In a recent article, “Where Might Be Many Tropical Insects?”, in the journal Biological Conservation, GDFCF President and Vice President, Drs. Dan Janzen and Winnie Hallwachs, describe their observation of insect decline in the tropics, writing: “In this decade, some of our extra-tropical entomological colleagues have published very real observations that insects are declining in abundance. We have been telling the same to largely tropical ecology classes in the University of Pennsylvania for at least three decades if not longer. Our observations are based on informal comparison of today with my 1950's youth in Minnesota and Mexico, and with an entomological and conservation research career in Costa Rica since 1963, and Winnie the same since 1978.” For decades, say Dan and Winnie, they lived in the middle of a “once-seething insect community” in Area de Conservación Guanacaste. It used to be, they write, that they would have to set up a large tent in their living room if they wanted to work at night amongst the hoard of beetles and moths attracted to the lights. But by the early 1990s, that need faded away, despite the fact that they were located in the midst of a huge tropical dry forest, cloud forest and rain forest that was busy restoring itself. In this perspective, Dan and Winnie write that multiple factors have led to this decline, including grand-scale removal of old-growth and secondary forests, the widespread use of pesticides and herbicides, fragmentation, and climate change.

So, what happened to the plethora of insects? Some disappear from that particular ecosystem, others go extinct, while some become more abundant.

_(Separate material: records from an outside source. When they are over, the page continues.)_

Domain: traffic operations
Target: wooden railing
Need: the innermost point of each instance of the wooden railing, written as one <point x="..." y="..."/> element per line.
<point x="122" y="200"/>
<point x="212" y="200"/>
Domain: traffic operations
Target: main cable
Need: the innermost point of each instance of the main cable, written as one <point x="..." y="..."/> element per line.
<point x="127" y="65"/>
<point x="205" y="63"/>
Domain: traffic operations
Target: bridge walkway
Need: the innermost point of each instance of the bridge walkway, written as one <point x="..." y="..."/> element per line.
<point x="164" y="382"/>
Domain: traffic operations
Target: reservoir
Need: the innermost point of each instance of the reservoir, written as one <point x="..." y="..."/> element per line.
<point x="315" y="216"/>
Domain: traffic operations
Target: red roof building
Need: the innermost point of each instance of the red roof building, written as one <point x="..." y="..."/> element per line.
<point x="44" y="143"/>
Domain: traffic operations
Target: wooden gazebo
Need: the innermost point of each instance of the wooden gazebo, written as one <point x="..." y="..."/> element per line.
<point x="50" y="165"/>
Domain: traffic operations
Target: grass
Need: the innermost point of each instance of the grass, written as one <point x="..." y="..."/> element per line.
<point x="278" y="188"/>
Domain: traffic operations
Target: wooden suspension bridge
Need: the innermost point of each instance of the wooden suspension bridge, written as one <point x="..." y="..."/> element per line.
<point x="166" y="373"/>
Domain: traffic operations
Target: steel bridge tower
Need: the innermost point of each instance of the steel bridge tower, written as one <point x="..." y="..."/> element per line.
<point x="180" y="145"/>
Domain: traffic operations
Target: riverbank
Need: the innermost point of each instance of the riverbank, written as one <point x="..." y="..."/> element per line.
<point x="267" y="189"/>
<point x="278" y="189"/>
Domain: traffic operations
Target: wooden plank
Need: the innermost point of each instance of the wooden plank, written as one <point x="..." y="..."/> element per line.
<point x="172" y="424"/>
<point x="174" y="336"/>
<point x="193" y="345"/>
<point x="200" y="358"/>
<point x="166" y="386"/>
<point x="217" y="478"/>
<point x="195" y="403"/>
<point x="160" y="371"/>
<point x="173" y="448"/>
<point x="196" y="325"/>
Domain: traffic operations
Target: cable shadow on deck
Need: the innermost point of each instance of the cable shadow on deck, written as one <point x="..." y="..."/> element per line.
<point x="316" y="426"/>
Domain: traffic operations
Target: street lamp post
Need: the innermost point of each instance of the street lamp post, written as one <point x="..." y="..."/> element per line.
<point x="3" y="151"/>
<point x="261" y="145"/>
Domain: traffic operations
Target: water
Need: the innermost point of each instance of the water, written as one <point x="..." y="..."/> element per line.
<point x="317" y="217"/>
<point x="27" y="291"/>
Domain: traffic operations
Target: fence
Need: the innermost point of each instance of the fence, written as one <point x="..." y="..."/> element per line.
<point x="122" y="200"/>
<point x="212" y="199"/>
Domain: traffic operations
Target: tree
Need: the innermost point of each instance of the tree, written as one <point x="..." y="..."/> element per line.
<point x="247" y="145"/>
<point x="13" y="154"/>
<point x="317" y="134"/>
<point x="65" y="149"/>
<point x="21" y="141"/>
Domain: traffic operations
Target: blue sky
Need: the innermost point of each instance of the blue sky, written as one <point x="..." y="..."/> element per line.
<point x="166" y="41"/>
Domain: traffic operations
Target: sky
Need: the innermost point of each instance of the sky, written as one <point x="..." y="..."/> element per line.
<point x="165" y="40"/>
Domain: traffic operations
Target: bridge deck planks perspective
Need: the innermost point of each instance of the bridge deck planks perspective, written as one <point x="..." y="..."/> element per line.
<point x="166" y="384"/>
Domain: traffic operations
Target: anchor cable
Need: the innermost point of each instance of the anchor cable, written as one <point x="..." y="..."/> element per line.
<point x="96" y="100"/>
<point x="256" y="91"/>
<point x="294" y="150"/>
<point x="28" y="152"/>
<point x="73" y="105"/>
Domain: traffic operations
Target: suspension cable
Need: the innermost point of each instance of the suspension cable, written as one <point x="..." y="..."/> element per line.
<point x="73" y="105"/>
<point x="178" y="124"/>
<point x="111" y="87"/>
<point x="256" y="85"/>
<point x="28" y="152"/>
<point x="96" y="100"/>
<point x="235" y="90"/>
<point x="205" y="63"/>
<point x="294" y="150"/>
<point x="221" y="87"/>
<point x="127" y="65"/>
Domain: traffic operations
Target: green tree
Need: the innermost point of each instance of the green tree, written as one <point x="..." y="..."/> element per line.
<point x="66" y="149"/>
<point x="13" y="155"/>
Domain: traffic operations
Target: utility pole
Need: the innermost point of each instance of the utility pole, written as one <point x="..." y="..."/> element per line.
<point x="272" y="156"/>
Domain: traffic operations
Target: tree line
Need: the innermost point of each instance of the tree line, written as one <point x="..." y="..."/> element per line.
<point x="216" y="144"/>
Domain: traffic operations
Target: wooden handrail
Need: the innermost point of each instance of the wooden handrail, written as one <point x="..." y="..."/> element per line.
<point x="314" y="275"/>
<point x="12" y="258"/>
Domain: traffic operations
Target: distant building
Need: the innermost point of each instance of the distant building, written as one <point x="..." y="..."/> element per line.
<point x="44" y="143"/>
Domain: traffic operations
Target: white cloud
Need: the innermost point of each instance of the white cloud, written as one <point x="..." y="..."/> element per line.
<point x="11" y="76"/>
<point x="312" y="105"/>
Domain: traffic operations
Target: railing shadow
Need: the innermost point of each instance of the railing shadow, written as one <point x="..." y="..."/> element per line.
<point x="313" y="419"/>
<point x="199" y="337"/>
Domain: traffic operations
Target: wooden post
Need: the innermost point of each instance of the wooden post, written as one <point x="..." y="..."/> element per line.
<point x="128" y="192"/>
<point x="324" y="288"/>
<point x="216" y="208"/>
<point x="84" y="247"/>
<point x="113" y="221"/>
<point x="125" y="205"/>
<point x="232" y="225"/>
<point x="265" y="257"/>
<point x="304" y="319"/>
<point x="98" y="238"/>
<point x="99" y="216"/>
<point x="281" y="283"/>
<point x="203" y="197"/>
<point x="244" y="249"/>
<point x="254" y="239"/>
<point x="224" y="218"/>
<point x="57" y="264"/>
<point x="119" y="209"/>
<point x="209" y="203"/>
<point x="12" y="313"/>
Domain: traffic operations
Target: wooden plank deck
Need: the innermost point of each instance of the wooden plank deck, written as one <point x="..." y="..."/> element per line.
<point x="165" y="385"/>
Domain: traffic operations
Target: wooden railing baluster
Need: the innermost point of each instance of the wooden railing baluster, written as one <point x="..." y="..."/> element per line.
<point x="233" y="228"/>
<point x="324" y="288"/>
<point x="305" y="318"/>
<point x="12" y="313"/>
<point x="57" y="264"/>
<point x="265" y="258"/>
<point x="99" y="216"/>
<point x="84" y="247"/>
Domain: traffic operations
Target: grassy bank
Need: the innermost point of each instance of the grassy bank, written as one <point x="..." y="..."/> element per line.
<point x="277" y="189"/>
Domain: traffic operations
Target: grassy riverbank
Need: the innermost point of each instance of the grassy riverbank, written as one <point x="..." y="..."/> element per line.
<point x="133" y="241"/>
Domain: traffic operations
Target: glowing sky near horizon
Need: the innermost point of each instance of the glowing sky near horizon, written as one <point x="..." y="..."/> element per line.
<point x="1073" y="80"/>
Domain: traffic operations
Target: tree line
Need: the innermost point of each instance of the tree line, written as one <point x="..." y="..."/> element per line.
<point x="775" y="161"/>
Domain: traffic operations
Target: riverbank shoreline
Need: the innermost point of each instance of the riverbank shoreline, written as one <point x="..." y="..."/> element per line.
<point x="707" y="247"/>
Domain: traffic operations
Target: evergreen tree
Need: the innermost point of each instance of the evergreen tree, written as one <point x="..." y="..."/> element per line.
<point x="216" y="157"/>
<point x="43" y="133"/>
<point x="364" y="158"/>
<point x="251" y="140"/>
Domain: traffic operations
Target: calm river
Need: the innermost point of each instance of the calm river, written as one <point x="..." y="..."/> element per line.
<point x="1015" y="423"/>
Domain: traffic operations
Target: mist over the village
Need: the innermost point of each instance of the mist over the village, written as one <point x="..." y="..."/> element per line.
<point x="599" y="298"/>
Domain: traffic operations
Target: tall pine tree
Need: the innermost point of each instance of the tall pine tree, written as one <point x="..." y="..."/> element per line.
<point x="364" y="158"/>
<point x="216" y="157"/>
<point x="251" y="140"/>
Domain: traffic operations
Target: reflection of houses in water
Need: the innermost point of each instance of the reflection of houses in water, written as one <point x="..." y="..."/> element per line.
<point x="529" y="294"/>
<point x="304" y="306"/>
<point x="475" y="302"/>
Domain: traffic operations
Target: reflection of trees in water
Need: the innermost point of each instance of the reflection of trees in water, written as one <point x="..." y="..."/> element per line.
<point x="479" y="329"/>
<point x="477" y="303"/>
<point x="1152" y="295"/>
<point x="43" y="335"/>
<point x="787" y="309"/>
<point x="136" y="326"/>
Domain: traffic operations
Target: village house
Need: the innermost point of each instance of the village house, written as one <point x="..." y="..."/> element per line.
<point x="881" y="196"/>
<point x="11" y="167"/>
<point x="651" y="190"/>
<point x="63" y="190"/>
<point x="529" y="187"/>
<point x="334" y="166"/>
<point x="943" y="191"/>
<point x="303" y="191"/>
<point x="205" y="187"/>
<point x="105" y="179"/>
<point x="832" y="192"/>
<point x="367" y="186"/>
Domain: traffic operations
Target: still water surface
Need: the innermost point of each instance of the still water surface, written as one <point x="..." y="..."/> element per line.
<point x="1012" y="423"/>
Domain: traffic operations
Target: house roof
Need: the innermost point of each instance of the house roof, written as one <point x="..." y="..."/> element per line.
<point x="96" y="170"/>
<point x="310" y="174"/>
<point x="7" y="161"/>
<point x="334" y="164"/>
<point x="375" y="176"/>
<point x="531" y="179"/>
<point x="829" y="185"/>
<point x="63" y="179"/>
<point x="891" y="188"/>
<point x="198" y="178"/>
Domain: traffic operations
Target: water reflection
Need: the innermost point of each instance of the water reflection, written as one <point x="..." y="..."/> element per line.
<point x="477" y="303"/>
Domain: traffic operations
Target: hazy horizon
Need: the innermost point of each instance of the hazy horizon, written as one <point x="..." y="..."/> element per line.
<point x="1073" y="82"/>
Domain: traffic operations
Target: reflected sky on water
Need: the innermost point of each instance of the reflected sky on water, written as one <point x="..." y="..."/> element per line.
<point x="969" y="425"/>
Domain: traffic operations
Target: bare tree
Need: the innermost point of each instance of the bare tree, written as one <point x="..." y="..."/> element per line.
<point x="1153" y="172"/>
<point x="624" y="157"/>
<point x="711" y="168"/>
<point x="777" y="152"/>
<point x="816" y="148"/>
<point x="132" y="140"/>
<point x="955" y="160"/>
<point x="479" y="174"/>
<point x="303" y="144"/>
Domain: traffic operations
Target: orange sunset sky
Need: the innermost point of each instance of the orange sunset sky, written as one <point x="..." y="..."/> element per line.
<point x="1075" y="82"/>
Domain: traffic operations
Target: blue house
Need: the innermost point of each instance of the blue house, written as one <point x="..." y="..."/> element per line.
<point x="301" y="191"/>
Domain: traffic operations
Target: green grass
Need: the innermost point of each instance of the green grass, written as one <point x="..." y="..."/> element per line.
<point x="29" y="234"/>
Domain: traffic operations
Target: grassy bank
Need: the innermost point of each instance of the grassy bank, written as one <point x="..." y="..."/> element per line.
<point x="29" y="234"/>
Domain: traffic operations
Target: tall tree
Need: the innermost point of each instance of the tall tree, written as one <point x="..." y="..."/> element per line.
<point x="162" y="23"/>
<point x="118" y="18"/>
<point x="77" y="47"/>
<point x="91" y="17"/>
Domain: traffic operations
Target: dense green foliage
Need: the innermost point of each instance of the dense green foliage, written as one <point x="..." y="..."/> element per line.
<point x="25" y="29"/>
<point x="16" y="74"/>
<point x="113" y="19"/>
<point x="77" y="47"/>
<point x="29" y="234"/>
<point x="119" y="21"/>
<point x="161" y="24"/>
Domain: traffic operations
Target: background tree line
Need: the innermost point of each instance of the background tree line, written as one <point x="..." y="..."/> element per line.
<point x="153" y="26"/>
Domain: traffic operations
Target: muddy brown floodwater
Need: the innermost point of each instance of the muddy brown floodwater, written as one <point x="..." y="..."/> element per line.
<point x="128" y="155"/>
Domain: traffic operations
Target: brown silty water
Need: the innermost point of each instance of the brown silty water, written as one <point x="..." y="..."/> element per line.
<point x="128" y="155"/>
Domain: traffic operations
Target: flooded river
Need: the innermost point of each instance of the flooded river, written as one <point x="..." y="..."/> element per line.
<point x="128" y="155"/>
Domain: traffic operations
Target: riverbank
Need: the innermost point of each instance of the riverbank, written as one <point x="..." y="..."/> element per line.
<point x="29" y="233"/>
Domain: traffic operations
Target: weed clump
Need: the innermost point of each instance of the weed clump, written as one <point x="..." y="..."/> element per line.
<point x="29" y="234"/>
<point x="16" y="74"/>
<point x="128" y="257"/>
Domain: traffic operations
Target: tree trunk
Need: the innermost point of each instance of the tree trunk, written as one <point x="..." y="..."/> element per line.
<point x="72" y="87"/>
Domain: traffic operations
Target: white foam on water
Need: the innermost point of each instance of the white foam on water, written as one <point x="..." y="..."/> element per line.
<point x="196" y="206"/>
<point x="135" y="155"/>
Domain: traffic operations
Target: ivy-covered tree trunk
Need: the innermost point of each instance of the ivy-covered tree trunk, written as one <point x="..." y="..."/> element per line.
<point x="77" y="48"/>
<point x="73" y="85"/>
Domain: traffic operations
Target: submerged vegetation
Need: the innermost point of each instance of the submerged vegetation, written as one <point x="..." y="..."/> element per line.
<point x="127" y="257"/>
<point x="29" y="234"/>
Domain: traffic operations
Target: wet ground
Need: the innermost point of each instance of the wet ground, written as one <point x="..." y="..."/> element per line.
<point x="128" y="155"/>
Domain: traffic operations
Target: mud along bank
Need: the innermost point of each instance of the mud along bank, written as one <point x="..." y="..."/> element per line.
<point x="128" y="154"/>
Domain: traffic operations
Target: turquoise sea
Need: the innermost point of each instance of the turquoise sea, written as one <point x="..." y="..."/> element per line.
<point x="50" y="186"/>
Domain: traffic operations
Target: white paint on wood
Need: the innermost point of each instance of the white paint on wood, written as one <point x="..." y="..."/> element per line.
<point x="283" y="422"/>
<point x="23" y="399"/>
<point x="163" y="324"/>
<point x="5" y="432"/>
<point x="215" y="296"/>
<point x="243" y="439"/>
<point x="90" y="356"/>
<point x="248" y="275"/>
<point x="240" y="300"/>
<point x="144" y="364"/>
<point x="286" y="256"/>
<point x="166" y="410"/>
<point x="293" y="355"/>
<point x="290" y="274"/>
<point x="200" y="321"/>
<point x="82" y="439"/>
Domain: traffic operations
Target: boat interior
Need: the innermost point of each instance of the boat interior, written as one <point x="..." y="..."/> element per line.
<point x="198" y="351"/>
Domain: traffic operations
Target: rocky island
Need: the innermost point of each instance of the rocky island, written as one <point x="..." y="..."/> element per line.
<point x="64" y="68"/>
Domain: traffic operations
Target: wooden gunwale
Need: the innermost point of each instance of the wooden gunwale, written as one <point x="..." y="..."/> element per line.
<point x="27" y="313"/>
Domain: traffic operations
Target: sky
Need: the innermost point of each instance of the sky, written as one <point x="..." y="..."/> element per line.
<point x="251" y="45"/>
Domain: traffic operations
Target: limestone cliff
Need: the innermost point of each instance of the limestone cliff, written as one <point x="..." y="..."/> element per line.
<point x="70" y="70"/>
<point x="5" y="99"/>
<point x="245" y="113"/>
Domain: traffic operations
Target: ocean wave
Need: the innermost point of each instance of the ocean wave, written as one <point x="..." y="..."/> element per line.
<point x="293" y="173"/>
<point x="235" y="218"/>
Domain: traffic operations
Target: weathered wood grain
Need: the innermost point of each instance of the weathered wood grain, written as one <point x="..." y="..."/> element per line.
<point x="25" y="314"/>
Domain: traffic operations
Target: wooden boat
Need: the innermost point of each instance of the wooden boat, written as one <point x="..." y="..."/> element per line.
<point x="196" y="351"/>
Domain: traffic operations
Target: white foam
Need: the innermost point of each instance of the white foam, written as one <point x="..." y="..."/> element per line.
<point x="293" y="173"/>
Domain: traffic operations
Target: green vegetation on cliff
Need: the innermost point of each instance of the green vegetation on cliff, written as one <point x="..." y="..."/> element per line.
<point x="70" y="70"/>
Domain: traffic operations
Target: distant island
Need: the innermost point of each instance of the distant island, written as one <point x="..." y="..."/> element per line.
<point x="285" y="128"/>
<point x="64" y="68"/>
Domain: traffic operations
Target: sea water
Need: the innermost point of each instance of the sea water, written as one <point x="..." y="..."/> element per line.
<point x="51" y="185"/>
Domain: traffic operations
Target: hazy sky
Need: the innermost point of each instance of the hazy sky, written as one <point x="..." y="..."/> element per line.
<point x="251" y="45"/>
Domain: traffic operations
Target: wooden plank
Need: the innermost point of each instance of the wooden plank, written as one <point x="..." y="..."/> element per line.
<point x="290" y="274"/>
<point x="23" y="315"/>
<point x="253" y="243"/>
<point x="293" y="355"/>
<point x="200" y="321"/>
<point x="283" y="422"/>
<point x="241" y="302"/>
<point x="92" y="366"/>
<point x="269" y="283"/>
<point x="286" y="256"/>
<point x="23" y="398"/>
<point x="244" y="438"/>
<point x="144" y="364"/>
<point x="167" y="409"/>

Others become rare but are still present, some move to another ecosystem, some adjust to the new parameters, and others invade “new” ecosystems. And what can we do about it? Dan and Winnie write: “Conserve and restore very large and habitat-diverse and ecosystem-diverse wild areas; at least give the beasts the chance to search out more habitable habitats and ecosystems, when they will or can. Strongly protect old-growth forests and those that are becoming so. These measures slow the impact of climate change and hold a wide genomic range for the possible survivors. Establish baselines against which to measure future changes, their sites and their biological traits, and continue the monitoring for decades; use that information to plan longer term strategies of mitigation and amelioration. Facilitate the emergence of bioliterate tropical societies that will favor individual actions, actions for which wild biodiversity survival raises the cultural and genomic fitness of tropical individuals and institutions. ACG has been trying this for 38 years. It is a rough road but it does function.” The full article can be accessed here.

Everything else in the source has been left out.